Cleaning Up 21-Year-Old Writing

Context changes are expensive, whether you’re a writer or an operating system. That’s why I like long, uninterrupted days to write. Writing in small chunks on large projects never worked well for me; I’d rather pull three ten-hour days than find thirty disjointed hours in the course of a week and waste half of each of them trying to recover my train of thought.

So it’s been with the fourth edition of Assembly Language Step By Step. I’ve spent most of the last four days blasting away at it, and if I haven’t returned to the Carb Wars here, that’s the reason. All in good time.

This is a big project, probably the biggest I’ve attempted since Drive-by Wi-Fi Guide, and it’s likely to be eating my life until June. There’s a great deal of new material to be written, and a lot of concepts to be covered that just weren’t issues under DOS. For example, when you work at the assembly level under Linux, endianness comes into play and needs to be explained, even though 85% of the world’s desktop hardware is little-endian.

That’s actually been fun; as I’ve said many times, the very best way to make sure you understand something is to explain it to somebody else.

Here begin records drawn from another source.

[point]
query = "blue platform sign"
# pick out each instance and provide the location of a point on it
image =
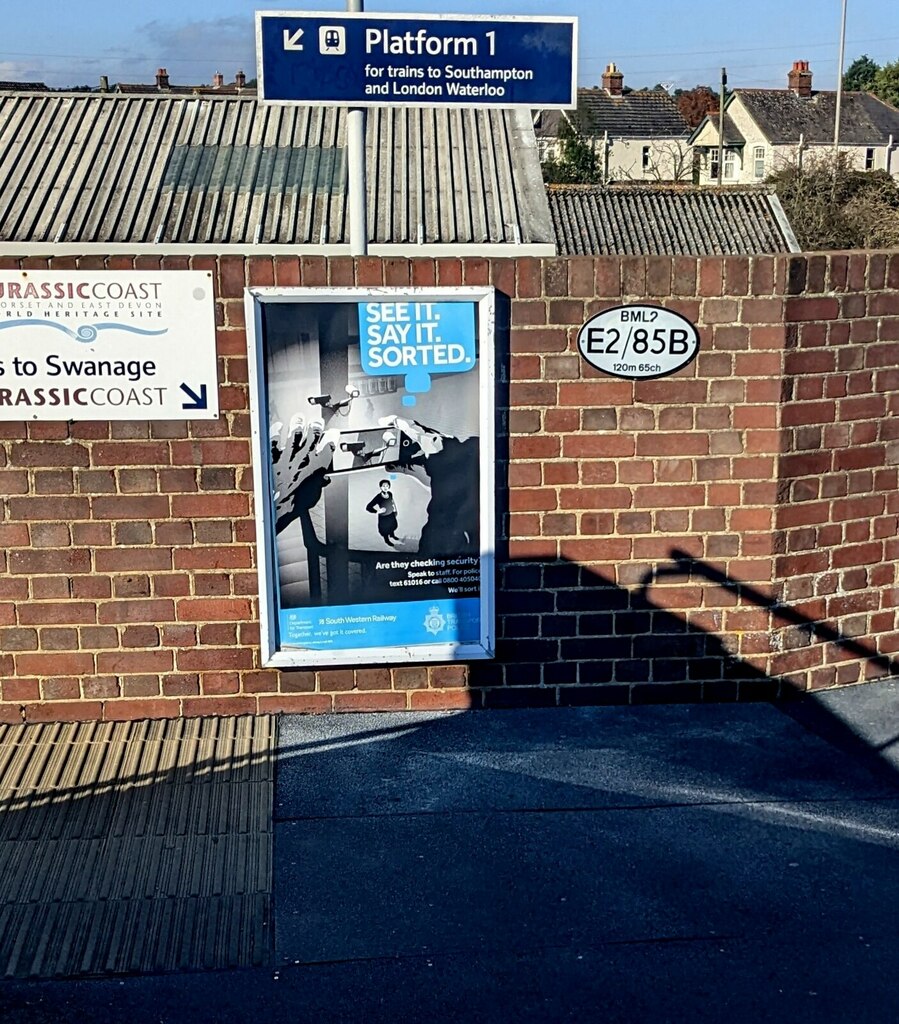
(367, 59)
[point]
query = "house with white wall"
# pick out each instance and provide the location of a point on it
(638, 136)
(765, 129)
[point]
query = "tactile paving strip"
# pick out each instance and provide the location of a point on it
(135, 846)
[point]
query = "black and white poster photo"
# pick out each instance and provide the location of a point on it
(374, 467)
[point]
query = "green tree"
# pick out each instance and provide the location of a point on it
(695, 103)
(886, 85)
(860, 74)
(580, 159)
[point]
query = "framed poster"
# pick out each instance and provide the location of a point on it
(373, 448)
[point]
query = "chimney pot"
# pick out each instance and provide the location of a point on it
(612, 80)
(799, 81)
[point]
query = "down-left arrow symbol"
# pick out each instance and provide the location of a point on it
(292, 42)
(197, 400)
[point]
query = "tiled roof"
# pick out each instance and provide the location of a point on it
(674, 221)
(151, 169)
(636, 115)
(732, 134)
(783, 116)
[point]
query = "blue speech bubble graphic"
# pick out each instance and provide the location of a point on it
(417, 339)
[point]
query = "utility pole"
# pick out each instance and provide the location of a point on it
(355, 160)
(721, 125)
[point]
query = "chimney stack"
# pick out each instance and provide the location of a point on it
(799, 81)
(612, 81)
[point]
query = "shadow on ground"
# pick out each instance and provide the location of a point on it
(703, 861)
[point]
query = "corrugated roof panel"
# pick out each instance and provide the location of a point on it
(590, 220)
(156, 169)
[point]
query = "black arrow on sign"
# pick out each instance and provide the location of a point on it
(197, 400)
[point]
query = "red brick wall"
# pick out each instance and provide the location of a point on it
(728, 532)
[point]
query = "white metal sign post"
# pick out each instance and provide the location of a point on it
(108, 345)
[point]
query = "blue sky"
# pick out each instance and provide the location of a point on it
(73, 42)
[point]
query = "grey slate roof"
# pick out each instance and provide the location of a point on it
(636, 115)
(674, 221)
(150, 170)
(782, 116)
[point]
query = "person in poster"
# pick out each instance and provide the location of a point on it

What’s been humbling is running into writing bad enough to make me wince. Every so often, I have to push back in my chair, heave a deep sigh, and ask myself the purely rhetorical question: “Geez. Did I write that?” (I did. 21 years ago. Practice helps…)

No problem; this is what editors do, though I am very glad that we’re not using typewriters anymore. And unlike certain other projects I’ve worked on, the author in this case takes criticism well.